The 15th Privacy Enhancing Technologies Symposium (PETS) was held June 30 – July 20 2015 at Drexel University, Philadelphia. Please find below a summary of some of the presentations given on day #1. (I have not included a summary of all talks, and do not pay an equal amount of attention to all talks).


Session 1: Censorship Resistance (Chair: Rob Jansen)

Analyzing the Great Firewall of China Over Space and Time

By: R. Ensafi, P. Winter, A. Mueen, J. Crandall.
Presented by: Roya Ensafi.
Paper link.

Roya introduced a technique called hybrid idle scans. It is based on the idle scan technique for port scanning. This relies on the predictability of a so-called IPID that is embedded in IP packets from a given source. Typical TCP/IP protocol implementation assigns values to this mandatory field generally by a fixed value (1) increment. (Although more recent OS-es have patched protocols that randomise this number.)

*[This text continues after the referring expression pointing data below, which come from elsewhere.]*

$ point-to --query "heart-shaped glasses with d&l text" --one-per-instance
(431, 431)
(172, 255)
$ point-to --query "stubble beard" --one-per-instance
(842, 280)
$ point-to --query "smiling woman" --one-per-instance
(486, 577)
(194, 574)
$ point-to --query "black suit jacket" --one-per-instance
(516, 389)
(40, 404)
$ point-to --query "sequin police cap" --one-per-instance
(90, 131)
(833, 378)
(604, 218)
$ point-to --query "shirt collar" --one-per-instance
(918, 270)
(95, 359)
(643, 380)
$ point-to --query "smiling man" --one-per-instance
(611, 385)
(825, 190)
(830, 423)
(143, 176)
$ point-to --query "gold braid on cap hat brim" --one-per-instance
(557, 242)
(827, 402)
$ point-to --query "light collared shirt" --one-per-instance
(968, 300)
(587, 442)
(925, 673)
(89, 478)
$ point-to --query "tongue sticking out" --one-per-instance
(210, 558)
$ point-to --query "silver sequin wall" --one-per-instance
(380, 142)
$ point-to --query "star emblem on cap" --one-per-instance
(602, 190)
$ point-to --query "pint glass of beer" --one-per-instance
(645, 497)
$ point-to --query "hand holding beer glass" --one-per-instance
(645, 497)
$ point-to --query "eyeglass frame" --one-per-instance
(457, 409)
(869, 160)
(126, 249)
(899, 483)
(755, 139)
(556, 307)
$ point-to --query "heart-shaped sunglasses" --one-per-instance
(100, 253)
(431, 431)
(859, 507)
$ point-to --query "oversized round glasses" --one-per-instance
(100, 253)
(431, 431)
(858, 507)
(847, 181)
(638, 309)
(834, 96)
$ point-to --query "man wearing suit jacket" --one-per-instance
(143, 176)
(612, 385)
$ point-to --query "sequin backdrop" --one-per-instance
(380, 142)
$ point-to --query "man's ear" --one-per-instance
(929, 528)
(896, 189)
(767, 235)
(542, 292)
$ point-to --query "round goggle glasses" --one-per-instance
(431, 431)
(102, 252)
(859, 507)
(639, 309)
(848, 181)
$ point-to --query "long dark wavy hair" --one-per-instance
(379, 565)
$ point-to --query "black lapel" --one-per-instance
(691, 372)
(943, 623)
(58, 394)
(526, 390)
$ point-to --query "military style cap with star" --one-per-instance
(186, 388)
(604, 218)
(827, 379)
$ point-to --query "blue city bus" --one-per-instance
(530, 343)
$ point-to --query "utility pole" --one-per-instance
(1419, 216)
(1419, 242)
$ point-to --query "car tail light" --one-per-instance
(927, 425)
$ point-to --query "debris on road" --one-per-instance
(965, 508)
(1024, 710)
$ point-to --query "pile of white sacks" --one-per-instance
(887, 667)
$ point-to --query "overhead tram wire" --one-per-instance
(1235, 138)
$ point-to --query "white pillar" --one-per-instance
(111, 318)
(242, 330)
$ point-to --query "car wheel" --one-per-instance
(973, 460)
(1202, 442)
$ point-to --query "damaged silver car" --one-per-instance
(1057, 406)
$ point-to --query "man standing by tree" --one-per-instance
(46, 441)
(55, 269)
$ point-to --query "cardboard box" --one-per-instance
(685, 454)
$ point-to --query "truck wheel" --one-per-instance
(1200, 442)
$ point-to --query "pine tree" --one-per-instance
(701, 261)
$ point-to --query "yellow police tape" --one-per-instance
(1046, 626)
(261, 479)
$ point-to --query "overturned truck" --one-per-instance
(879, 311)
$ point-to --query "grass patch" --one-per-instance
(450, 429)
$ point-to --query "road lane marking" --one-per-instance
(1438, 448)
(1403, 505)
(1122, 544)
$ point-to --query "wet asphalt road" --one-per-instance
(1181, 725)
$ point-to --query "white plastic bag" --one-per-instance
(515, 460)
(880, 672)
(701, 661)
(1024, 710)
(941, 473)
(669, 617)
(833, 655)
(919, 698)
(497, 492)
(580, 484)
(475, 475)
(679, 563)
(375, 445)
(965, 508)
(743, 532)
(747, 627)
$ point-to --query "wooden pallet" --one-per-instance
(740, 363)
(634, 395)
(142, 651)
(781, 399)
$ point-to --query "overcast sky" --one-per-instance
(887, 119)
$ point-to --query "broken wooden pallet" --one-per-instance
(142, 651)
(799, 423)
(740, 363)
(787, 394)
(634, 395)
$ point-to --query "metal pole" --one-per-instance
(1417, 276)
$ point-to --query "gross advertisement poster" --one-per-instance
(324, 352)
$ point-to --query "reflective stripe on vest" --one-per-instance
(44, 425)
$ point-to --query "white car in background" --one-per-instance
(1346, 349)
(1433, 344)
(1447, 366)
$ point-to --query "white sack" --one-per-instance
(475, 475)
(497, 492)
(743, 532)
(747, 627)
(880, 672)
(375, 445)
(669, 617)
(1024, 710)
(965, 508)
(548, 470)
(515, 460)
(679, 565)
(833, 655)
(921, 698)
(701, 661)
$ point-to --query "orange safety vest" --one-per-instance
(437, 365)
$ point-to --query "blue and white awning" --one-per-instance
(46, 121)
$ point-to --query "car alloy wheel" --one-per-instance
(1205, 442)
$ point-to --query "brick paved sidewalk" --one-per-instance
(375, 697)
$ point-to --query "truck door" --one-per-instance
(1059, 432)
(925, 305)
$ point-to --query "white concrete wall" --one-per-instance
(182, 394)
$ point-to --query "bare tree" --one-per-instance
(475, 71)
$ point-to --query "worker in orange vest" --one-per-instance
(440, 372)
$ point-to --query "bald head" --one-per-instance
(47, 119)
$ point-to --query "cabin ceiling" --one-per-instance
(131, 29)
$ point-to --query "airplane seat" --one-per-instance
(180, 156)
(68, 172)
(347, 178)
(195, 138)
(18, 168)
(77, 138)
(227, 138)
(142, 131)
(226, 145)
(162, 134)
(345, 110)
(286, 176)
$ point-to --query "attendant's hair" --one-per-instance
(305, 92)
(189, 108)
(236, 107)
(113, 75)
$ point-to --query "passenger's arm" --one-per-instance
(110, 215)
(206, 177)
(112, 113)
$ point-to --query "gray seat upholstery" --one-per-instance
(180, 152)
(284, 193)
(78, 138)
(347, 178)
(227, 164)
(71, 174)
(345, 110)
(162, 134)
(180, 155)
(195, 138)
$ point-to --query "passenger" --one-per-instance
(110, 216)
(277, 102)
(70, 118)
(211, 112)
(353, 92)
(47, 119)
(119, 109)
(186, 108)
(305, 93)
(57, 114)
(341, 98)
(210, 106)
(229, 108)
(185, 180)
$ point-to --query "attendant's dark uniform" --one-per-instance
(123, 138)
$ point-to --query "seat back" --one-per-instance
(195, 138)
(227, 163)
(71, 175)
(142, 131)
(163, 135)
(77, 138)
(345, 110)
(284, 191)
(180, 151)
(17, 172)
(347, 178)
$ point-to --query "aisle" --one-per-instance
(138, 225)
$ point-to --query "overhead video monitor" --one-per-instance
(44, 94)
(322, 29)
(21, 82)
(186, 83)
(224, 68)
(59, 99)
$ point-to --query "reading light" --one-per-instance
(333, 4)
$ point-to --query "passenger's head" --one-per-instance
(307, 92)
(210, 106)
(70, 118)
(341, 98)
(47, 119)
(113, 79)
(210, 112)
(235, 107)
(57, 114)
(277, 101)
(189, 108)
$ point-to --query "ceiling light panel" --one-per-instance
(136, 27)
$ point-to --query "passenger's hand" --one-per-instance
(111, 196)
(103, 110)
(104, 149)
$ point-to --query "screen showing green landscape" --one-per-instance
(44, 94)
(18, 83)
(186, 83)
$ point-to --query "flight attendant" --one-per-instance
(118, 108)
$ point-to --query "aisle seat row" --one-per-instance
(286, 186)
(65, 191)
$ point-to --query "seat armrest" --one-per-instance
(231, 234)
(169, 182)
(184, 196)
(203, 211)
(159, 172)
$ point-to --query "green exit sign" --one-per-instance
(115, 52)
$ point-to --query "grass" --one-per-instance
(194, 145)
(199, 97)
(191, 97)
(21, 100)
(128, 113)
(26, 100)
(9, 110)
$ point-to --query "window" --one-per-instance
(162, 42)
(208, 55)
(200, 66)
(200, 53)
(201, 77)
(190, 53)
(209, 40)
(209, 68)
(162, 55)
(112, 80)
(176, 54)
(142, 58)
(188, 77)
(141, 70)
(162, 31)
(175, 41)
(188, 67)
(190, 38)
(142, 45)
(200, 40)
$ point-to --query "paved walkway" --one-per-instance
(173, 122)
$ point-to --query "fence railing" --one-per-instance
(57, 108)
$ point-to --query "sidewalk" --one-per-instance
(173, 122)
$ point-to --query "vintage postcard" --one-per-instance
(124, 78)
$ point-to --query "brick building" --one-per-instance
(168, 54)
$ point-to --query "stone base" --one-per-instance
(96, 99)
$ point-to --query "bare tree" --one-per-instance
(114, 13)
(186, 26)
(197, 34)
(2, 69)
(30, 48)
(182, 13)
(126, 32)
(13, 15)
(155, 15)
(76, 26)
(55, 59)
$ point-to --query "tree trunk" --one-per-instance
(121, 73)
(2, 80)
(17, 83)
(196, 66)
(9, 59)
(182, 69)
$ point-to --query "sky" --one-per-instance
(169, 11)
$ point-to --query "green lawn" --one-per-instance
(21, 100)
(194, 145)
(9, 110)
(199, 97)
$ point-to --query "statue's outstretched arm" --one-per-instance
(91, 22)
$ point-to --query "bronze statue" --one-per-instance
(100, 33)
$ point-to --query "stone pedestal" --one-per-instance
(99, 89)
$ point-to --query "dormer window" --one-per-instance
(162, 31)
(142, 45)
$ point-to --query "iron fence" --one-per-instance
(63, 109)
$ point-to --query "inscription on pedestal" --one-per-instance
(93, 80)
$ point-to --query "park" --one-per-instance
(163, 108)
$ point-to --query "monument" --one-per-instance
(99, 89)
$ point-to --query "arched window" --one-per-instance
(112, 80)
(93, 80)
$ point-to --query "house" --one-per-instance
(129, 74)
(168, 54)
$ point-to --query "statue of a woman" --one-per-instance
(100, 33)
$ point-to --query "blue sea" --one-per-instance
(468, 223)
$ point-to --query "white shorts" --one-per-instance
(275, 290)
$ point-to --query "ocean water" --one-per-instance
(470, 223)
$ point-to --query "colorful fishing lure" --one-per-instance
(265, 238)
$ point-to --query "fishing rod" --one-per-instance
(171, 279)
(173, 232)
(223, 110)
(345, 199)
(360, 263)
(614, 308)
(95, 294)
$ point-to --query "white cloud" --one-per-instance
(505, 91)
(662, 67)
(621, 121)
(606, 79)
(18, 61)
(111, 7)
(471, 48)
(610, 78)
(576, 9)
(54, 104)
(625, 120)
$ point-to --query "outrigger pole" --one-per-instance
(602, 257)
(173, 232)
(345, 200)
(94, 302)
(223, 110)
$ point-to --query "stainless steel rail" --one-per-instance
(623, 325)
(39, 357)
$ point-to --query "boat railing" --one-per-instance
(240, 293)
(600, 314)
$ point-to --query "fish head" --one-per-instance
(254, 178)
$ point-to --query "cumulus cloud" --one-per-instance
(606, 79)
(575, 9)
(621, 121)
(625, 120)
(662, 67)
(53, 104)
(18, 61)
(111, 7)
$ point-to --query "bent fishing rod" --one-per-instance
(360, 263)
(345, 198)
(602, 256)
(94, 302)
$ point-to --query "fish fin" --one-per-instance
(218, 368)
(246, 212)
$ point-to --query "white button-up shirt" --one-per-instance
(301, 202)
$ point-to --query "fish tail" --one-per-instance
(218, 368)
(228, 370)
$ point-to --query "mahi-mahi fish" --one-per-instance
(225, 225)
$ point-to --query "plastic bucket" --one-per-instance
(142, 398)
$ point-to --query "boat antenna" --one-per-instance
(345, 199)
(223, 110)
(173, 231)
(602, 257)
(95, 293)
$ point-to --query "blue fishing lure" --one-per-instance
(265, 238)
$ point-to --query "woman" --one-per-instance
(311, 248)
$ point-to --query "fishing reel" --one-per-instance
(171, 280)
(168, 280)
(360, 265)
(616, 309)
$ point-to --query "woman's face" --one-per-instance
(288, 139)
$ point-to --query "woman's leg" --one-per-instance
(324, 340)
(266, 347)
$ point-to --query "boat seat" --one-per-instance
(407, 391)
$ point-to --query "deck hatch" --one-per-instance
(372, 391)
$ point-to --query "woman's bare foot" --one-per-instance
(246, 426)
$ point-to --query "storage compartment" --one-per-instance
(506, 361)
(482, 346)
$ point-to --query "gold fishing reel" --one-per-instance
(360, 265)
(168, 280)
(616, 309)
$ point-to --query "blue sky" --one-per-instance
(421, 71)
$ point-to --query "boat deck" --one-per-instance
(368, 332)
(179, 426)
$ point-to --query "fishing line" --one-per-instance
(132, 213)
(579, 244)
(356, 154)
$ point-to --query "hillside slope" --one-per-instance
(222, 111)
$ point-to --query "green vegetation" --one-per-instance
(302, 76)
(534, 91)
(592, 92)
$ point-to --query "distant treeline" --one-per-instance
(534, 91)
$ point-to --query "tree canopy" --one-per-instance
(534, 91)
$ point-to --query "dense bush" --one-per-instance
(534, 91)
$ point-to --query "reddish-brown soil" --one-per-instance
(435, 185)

The idea is that a probe helps testing whether communication between a client and server is blocked in either direction. The probe connects to the client obtaining the client IPID. The probe forwards this to the server who tries to connect to the client. If the connection is successful, there is no blocking. If the server sees no responses, blocking takes place. The probe can determine the direction of the block using the IPID. If the probe connects again to client and sees the IPID is incremented by only 1, then the client never saw the message from the server (i.e. the block is from server to client). If the IPID is higher, the client tried to sent a few messages to the server that never reached it. In other words, the block is client to server.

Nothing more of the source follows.